“Dünyanın Tenine Dokunuş”, Mühür Kitaplığı Yayınları tarafından basıma hazırlanan deneme tadında bir gezi kitabı. Hatta zaman zaman, masalsı anlatımıyla dikkat çekiyor. Demet Kurt’un kaleme aldığı kitapta 20 adet gezi yazısı var. Bu tür yazılar tarih, coğrafya, sosyoloji gibi bilim dalları içinde önemli bir kaynak.
Demet Kurt, doğaya tutkun bir gezgin. İçindeki peri, “Yola çıkmayanın hikayesi mi olur?” deyince dağlara, bozkırlara, kırlara çıkmış. Gezdiği yerleri dost muhabbetlerine taşımış. “Dünyanın Tenine Dokunuş”taki yazılar, Isparta’da lavanta üretilen Kuyucak Köyü’nden başlıyor. Sonra Demet Kurt, Salda Gölü’nün düşüne yatıyor.

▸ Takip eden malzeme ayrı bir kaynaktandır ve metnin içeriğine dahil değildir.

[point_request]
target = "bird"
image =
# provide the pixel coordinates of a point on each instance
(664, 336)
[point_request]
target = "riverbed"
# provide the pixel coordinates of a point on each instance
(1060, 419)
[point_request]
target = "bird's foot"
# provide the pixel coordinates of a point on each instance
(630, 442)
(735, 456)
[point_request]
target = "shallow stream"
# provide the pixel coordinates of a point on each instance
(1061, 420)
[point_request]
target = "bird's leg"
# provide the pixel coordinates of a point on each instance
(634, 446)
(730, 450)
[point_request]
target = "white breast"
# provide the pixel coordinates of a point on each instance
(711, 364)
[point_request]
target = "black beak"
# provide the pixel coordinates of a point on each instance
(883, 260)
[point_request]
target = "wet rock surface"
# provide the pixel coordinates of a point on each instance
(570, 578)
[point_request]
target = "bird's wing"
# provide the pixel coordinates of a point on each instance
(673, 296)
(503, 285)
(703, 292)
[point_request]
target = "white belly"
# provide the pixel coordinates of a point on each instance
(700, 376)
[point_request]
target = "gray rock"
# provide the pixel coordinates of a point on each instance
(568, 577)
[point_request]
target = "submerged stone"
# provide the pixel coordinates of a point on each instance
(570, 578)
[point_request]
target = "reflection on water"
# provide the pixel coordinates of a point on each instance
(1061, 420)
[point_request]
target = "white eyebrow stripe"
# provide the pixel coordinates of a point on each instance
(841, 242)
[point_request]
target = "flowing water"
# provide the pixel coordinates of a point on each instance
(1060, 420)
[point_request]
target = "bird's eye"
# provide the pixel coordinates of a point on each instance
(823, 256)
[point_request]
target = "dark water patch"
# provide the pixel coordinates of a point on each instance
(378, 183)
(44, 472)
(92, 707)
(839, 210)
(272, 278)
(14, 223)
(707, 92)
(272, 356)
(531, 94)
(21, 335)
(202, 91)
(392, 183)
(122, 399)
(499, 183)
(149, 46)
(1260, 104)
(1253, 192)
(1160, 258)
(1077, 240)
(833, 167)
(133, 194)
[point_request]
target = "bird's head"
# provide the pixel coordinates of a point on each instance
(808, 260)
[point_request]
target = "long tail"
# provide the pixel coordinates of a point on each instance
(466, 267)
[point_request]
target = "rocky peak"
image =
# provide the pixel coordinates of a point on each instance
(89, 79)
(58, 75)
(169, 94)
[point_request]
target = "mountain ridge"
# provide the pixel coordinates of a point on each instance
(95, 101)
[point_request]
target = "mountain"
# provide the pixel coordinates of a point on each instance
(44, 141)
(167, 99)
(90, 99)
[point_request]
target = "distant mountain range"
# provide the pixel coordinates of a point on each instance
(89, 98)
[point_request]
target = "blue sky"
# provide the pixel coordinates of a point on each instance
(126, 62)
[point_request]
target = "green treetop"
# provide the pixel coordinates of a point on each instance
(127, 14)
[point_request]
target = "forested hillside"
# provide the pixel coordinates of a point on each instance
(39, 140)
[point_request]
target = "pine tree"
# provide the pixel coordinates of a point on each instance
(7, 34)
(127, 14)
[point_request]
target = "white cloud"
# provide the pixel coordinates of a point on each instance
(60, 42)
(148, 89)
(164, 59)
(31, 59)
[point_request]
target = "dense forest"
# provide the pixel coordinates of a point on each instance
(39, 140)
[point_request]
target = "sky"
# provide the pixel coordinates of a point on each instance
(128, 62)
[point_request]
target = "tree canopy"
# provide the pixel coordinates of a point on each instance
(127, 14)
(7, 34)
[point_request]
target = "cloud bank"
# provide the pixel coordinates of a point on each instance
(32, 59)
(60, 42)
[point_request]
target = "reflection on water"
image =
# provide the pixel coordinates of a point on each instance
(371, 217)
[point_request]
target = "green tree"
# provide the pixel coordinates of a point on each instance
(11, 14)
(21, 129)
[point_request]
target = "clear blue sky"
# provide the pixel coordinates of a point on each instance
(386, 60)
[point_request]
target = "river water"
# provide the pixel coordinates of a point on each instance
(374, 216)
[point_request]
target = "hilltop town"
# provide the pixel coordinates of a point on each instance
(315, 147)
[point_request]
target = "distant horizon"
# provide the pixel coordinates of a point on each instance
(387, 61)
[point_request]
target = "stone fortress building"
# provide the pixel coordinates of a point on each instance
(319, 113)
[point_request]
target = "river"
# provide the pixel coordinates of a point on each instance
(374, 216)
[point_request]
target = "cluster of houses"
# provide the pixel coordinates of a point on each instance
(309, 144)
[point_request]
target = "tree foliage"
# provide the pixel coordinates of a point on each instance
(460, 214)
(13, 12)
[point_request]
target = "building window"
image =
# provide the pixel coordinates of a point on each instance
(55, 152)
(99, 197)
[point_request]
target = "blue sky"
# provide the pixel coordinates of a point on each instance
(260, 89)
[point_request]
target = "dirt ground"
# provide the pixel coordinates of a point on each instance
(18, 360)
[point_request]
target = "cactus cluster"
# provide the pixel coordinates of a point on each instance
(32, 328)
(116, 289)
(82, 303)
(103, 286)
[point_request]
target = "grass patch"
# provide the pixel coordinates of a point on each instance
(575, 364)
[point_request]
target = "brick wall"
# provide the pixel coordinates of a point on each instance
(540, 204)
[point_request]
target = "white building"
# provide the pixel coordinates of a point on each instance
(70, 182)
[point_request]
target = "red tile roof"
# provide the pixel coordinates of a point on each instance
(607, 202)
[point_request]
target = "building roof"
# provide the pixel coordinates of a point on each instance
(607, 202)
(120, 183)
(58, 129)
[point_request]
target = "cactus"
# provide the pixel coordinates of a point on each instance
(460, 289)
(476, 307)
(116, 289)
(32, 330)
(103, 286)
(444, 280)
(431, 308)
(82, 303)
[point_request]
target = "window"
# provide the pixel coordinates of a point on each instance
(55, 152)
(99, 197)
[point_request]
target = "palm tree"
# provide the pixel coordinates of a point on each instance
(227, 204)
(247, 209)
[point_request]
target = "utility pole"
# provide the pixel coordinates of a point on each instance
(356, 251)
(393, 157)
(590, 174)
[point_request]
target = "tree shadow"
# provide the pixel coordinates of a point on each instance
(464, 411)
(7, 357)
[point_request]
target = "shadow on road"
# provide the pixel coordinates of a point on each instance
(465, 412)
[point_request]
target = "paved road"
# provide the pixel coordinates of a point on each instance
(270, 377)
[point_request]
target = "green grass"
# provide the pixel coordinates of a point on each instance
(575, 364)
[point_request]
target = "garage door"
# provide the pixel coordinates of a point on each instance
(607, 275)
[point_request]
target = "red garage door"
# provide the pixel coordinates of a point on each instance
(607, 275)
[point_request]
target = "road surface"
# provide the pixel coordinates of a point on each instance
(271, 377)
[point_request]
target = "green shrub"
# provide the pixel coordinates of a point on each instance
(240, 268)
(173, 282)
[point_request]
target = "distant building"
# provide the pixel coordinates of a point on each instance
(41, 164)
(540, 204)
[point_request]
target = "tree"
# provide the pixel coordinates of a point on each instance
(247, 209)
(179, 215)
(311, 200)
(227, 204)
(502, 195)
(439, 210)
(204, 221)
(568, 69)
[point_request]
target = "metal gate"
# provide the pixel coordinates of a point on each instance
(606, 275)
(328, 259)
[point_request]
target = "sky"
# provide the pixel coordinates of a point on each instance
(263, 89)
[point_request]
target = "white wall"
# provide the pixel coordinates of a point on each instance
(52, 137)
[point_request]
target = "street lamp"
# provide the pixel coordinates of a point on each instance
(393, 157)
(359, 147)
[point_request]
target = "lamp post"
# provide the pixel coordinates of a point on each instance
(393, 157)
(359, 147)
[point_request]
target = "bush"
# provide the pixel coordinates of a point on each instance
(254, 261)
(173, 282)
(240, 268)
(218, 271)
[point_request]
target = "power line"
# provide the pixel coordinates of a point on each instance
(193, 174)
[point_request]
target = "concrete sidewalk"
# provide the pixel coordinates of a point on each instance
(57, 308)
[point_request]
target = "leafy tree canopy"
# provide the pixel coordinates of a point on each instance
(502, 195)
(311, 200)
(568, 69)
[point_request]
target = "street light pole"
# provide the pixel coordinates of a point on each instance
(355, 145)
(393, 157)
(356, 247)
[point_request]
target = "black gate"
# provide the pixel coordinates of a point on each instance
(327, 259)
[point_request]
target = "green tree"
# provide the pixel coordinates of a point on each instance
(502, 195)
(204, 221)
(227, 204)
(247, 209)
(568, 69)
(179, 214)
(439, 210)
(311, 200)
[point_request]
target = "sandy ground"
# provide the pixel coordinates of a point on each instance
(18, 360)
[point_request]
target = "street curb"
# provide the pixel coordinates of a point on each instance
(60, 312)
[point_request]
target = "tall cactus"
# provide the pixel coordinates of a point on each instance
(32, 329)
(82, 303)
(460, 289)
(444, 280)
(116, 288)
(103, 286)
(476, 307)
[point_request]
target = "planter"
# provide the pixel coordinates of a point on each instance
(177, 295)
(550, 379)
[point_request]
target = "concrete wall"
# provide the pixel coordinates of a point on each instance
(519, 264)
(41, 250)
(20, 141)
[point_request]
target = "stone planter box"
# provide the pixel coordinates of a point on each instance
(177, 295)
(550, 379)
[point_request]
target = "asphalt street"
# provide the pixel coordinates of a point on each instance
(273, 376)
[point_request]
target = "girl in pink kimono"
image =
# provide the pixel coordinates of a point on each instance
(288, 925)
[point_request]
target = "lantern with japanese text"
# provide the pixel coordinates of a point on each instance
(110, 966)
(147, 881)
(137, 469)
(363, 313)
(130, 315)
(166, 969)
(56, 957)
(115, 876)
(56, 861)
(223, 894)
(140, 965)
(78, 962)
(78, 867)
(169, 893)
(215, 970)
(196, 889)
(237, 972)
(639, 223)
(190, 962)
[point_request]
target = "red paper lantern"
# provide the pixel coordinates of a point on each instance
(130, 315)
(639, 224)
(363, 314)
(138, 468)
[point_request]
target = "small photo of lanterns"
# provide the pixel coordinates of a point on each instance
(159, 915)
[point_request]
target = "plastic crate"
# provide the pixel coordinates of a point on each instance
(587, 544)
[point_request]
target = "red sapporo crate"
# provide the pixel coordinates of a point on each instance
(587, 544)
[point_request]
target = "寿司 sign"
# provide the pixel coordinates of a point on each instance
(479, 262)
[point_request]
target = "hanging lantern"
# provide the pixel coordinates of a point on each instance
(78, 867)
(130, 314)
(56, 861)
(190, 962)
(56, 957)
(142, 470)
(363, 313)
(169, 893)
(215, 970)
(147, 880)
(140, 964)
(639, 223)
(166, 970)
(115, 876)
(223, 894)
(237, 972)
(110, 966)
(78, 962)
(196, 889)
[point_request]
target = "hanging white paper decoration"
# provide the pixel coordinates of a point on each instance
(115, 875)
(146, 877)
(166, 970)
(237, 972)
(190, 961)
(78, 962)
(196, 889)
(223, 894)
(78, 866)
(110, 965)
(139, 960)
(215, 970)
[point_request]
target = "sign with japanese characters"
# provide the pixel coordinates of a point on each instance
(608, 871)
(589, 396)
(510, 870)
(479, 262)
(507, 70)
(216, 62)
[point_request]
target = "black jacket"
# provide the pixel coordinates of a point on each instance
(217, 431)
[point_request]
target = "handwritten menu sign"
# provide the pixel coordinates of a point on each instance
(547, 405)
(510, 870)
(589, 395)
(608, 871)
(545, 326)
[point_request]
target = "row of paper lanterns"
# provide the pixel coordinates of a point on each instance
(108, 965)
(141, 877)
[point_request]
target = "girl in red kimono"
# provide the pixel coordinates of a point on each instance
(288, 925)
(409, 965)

Demet Kurt, gezip gördüğü yerlerin doğa ve iklimle ilgili özelliklerinin yanı sıra o bölgede yaşayan insanların geleneklerini, alışkanlıklarını ve zevklerini tanıtmaya çalışıyor. Eski zamanlara gittiği ve karşılaştığı hikayeleri anlattığı da oluyor. Bununla yetinmiyor, tarihe dizeler serpiştiriyor. “Kimlerin dizeleri var?” derseniz, aklıma ilk gelenler Ahmet Haşim, Edip Cansever, Didem Madak ve Melih Cevdet Anday oluyor.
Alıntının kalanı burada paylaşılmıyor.